Embracing volatility: How To Take Advantage Of Market Uncertainty
How To Take Advantage Of Market Uncertainty
“Markets hate uncertainty”. That’s one unhelpful cliché that needs to be consigned to a deep black hole in a galaxy far far away. Markets don’t hate uncertainty, they simply become more volatile when the immediate economic or political climate becomes harder to predict. The challenge for consumers is to ensure they make the right decisions during such times.
The wall-to-wall media coverage of global financial markets will refer to terms such as “volatility” and “currency exposure”, and talk up the relative strength or weakness of the world’s major currencies.
How do these seemingly complicated concepts impact on the day-to-day lives of individuals and SMEs? We decided to take a look at how our customers are using the CurrencyFair platform and marketplace to make the most of periods of uncertainty.
What is market volatility?
To put it simply, currency volatility refers to the uncertainty about the size of changes in a currency’s value. In a highly volatile climate, the currency’s price can be spread over a larger range of values. This means that the relative strength or weakness of one currency against another can change substantially.
The graph above shows us a strengthening USD and a weakening GBP over the past 30 days. The increased volatility around the UK general election caused a spike on 9th June, where 1 USD would have bought you 0.7875 GBP, an increase of more than 1% on the days leading up to polling day.
What does volatility mean for consumers?
A strong US Dollar means that American companies who are importing from the UK and being billed in GBP, will now be paying less. Likewise, consumers who are purchasing goods from the UK or travelling to Britain, will be getting better value for their money. On the flip side, anyone selling GBP and buying USD, or travelling to the US, will now be paying more.
If we were to take our graph above and look back at the previous 12 months (pre-Brexit), we’d see an even bigger spread in the USD-GBP pricing, with a low of 0.67098 and a high of 0.83714.
So a customer transferring $10,000 at its peak would have gotten £8,371, and at its trough would have received £6,709. These are substantial differences amounting to tangible numbers, emphasising the importance for consumers and businesses to do proper investigation into their currency exposure.

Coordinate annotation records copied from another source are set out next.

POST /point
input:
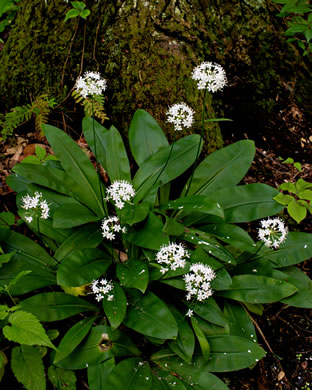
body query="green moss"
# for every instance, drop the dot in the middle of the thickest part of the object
(147, 50)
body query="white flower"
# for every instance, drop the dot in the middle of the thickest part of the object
(101, 288)
(37, 205)
(272, 232)
(209, 75)
(180, 115)
(173, 256)
(110, 226)
(90, 84)
(189, 313)
(197, 282)
(120, 191)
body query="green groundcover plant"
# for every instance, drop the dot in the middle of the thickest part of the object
(149, 281)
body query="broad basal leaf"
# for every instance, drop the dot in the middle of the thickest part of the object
(148, 315)
(145, 136)
(27, 366)
(130, 374)
(55, 306)
(26, 329)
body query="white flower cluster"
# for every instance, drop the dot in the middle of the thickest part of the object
(110, 226)
(197, 282)
(101, 288)
(120, 191)
(181, 115)
(90, 84)
(272, 232)
(35, 203)
(173, 256)
(209, 75)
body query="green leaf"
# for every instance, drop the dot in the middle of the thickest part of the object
(40, 152)
(85, 13)
(203, 342)
(247, 202)
(297, 248)
(283, 199)
(55, 306)
(83, 267)
(303, 297)
(29, 256)
(210, 311)
(7, 219)
(182, 157)
(231, 353)
(6, 258)
(73, 13)
(145, 136)
(296, 211)
(73, 338)
(97, 375)
(62, 379)
(116, 308)
(150, 235)
(100, 345)
(27, 366)
(198, 203)
(148, 315)
(163, 380)
(223, 168)
(118, 167)
(209, 244)
(305, 194)
(257, 289)
(194, 374)
(133, 274)
(46, 176)
(239, 321)
(88, 123)
(133, 213)
(87, 236)
(78, 4)
(184, 345)
(26, 329)
(172, 227)
(231, 234)
(71, 215)
(77, 166)
(130, 374)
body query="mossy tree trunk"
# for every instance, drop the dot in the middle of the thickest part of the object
(147, 50)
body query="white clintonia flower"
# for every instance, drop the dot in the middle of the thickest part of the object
(90, 84)
(180, 115)
(36, 204)
(110, 226)
(120, 191)
(272, 232)
(209, 75)
(101, 288)
(197, 282)
(172, 256)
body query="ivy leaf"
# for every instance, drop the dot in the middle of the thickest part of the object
(28, 368)
(26, 329)
(62, 379)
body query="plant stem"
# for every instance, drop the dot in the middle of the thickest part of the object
(164, 167)
(96, 162)
(188, 186)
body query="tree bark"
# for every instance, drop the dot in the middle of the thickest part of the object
(147, 49)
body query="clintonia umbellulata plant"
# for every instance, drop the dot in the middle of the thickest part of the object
(157, 288)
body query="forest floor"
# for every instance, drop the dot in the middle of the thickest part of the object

In a previous blog, we mentioned how political events are regular contributors to increased currency volatilities, as witnessed again by last week’s UK election. This is a trend that will inevitably continue.
How CurrencyFair customers are managing volatility
Users of CurrencyFair’s innovative platform have been taking advantage of last week’s volatility of UK Sterling. By trading on our marketplace and setting the rate they wanted to trade at, some consumers have managed to get a better deal on their trades.
An example:
On 7th June, the day before the election, with volatility on the rise, one of our customers placed a marketplace trade, setting his USD-GBP rate at 0.7978. At that exact time, the interbank rate was 0.7743.
Using a bank where fees are typically around 3%, the price this customer would have received would be closer to 0.7511 (ie 0.7743 * 0.97).
The CurrencyFair rate of 0.7978 is inclusive of fees, which are on average 0.4%
As market volatility increased on 9th June after the election result became known, this customer’s exchange was matched at the rate requested. This resulted in a rate 6.2% better than would have been achieved with the bank at the time of placing the trade, leading to substantial savings for the customer.
For a 5,000 USD transfer, this would have put £233.50 more in his pocket.
For a 20,000 USD transfer – this would have put £934 more in his pocket.
Legacy banking providers and the vast majority of FX platforms do not offer peer-to-peer currency exchanges, and don’t give the option of setting a price and waiting for the market to move. This separates CurrencyFair from other currency platforms, helping our customers make the most of periods of volatility.
As far as clichés are concerned, we want to help our customers embrace market uncertainty, and make hay while the sun shines.